L’art de la béatitude est présent dans l’Ancien Testament, en Jérémie 17.5 par exemple : « Ainsi parle le SEIGNEUR : Maudit, l'homme qui compte sur des mortels : sa force vive n'est que chair, son cœur se détourne du SEIGNEUR. Pareil à un arbuste dans la steppe, il ne voit pas venir le bonheur : il hante les champs de lave du désert, une terre salée, inhabitable. Béni, l'homme qui compte sur le SEIGNEUR : le SEIGNEUR devient son assurance. Pareil à un arbre planté au bord de l'eau qui pousse ses racines vers le ruisseau, il ne sent pas venir la chaleur, son feuillage est toujours vert ; une année de sécheresse ne l'inquiète pas, il ne cesse de fructifier. » Il est constitutif des livres de sagesse, mais il n’était pas réservé aux questions de religion : on trouvait des béatitudes en introduction de discours politiques par exemple.
Le discours des béatitudes de Luc se passe dans la plaine, comme celui de Moïse redescendu du mont Sinaï, et il fait le pendant au discours sur la montagne de Matthieu. Tous deux sont issus du document Q, la version de Matthieu étant plus sophistiquée que celle de Luc qui est resté proche du texte de base ; on pense que les sujets de la pauvreté, de la faim, et des pleurs, ainsi que de la persécution, ont été effectivement abordés par Jésus.

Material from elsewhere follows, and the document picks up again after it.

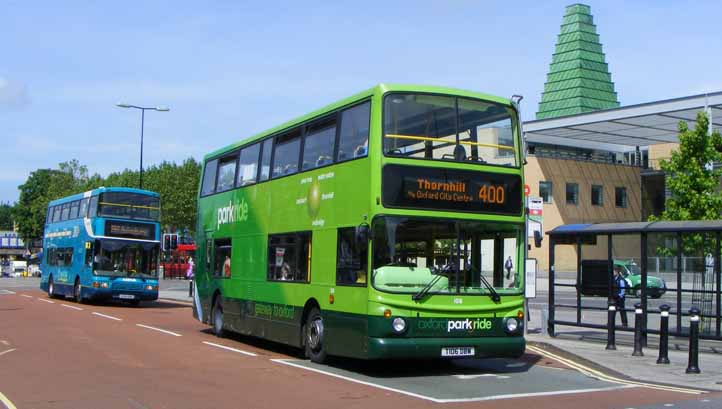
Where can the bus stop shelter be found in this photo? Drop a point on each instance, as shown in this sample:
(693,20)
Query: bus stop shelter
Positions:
(673,263)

Les autres ont été rapportés soit par des traditions orales, soit par cette fameuse source Q, soit par la créativité littéraire de Matthieu.
Si l’ennemi du bien dans les textes de l’Ancien Testament était principalement la luxure, il s’agit de l’argent le Nouveau Testament ; et Luc est particulièrement satisfait de voir la question de l’argent apparaître en 1ère place, car sa communauté est plutôt à l’aise et il lui faut donc insister sur le fait que l’argent n’est pas une clef de bonheur. Il convient de bien lire ce que Luc écrit : il ne souhaite aucunement aux riches de devenir pauvres, il les avertit du fait que leur richesse va rendre plus difficile pour eux l’atteinte du Royaume. « Malheureux » n’est pas « maudit ».
Luc apprécie ce genre littéraire de la béatitude. Ainsi Elizabeth à Marie en Lc 1,45 « Bienheureuse celle qui a cru », tout comme la femme qui crie à Jésus en Lc 11,27 « Bienheureux le sein qui t’a porté ». Jésus lui répondra « Bienheureux plutôt ceux qui écoutent la parole de Dieu ». En Lc 22,22 « Malheur à l’homme par qui il est livré ».
Ces béatitudes ne sont que la première partie du discours sur la montagne qui est regroupé dans la totalité du chapitre 6 et dans lequel on va trouver bien d’autres conseils et commandements. Il convient de les considérer comme partie d’une série d’enseignements parfois beaucoup plus explicites.